Jess also made paintings. In the exhibition, the earliest paintings come from Jess's Romantic period. These date from early 1950s to the mid-1950s and were created shortly after he left art school in San Francisco. These works were influenced by his teachers Clyfford Still and Edward Corbett. They are colorful, impressionistically painted landscapes, sometimes with figures or moody abstractions. Here Jess foments his lifelong fascination with fantasy, legend and storytelling. Many have titles that evoke their inspiration such as A Wish in the Form of a Landscape and Don Quixote's Dream of the Fair Dulcinea (pictured above).

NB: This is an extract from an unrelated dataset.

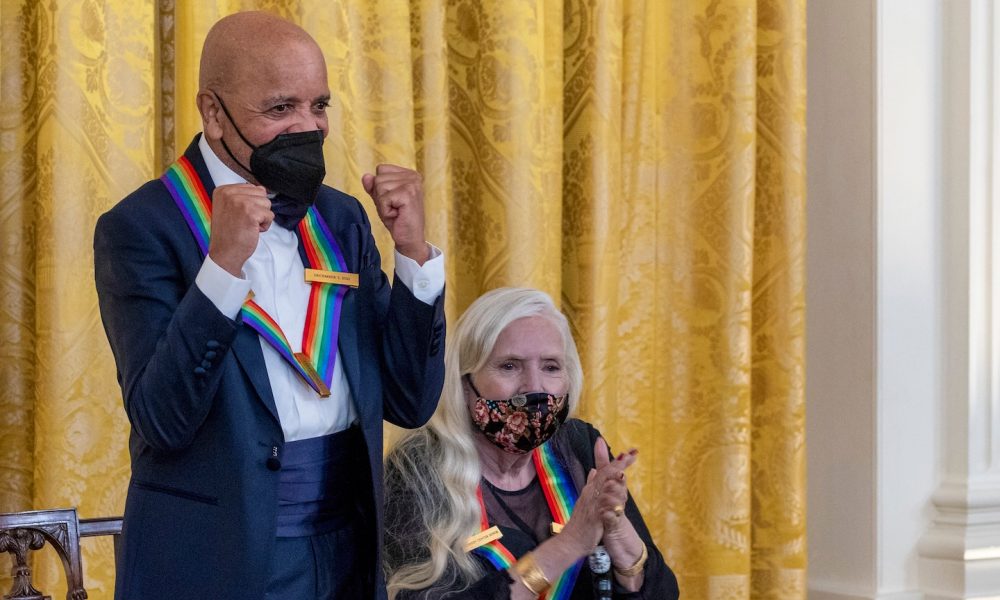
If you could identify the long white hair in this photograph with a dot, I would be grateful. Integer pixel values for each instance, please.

A highlight of the exhibition is the inclusion of three paintings from Jess's Translation series. The Translations are a group of 32 paintings made between 1959 and 1976, with most of the 32 now in major museum collections. Each translation begins with an existing black and white image. Thickly painted, these works faithfully re-represent the black and white image translated into color. The subject of each painting is pulled from one of Jess's wide ranging sources. The three paintings in the current exhibition are (1) Mort And Marge: Translation #26 composed of a poem by Lewis Caroll, illustrated by A.B. Frost, (2) Piling Up The Rectangles: Translation #27 comes from a book on the Chinese interpretation of the Pythagorean Theorem and (3) Crossing And Recrossing The Heart: Translation #28 is a pictograph from a study of Aztec mythology. In 1974, the complete Translation series, up to that date, were shown at The Museum of Modern Art, New York in a solo exhibition.

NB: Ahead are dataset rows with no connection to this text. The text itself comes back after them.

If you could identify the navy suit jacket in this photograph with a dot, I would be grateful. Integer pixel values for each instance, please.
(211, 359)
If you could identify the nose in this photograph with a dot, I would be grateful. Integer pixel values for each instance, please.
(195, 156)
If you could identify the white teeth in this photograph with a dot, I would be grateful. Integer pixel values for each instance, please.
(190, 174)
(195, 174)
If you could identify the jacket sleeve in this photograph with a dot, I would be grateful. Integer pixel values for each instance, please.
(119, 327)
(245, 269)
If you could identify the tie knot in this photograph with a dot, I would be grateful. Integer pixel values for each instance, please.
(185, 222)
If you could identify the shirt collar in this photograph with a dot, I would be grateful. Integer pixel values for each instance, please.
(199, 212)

Jess (1923-2004), born Burgess Collins in Long Beach, California, initially studied chemistry at the California Institute of Technology. He spent three years in the army at the Atomic Energy Laboratory, and had a small part in the Manhattan Project developing the first atom bomb. Following the war, while working again with atomic energy, he became disillusioned with science after having a nightmare about the world destroying itself, and instead turned to art. Jess studied painting at the California School of Fine Arts (now the San Francisco Art Institute). His teachers included some of the most influential West Coast painters of the period, including David Park, Elmer Bischoff, and Clyfford Still. During this time, Jess met poet Robert Duncan, who would become his lifelong partner and frequent collaborator.

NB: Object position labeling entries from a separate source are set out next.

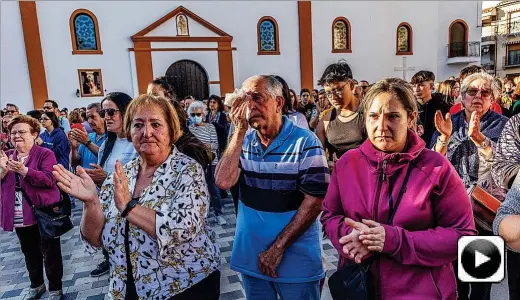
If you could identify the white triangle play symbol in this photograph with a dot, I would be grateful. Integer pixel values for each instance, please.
(480, 259)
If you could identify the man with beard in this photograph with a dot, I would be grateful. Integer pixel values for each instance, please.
(283, 176)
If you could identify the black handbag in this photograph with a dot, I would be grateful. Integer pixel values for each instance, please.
(53, 220)
(352, 282)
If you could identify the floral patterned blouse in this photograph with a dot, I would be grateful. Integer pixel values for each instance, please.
(186, 249)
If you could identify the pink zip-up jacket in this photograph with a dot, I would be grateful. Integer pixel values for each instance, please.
(434, 212)
(39, 184)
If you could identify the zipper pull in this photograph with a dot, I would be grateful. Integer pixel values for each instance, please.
(383, 169)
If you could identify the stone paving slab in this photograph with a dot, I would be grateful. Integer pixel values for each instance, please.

Jess and Robert Duncan lived together in the Mission District of San Francisco for over thirty years – their house was filled with a vast and incredible range of visual and literary culture, including Gnostic texts, Greek poetry, volumes of Scientific American, Harper's Bazaar, and Life magazines, as well as first and early editions of The Wonderful Wizard of Oz, and Alice's Adventures in Wonderland. Duncan said of their home, "you can't take a piss in this house without getting hit with a myth." Jess and Duncan were an influential force in the San Francisco artistic community, who brought together painters and poets and organized exhibitions and readings.

Jess was recently the focus of the exhibition Mythos, Psyche, Eros – Jess in California at the San Francisco Museum of Modern Art in 2019, curated by Nancy Lim and Solomon Adler. Other major exhibitions are the 1993 traveling retrospective A Grand Collage, organized by Michael Auping at what was then known as the Albright-Knox Art Gallery, in 2013 the exhibition An Opening of the Field: Jess, Robert Duncan and Their Circle, was presented at the Grey Art Gallery, curated by Michael Duncan and Christopher Wagstaff, it showcased the art of Jess and Duncan and fellow visual artists they associated witih and the 2007 exhibition focused on Jess's collaborations with poets and writers, To and From the Printed Page, curated by Ingrid Schaffner for ICI International. Jess is in the collection of most major museums including The Metropolitan Museum of Art, The Museum of Modern Art, New York, The Art Institute of Chicago, and the Detroit Institute of Art among many others.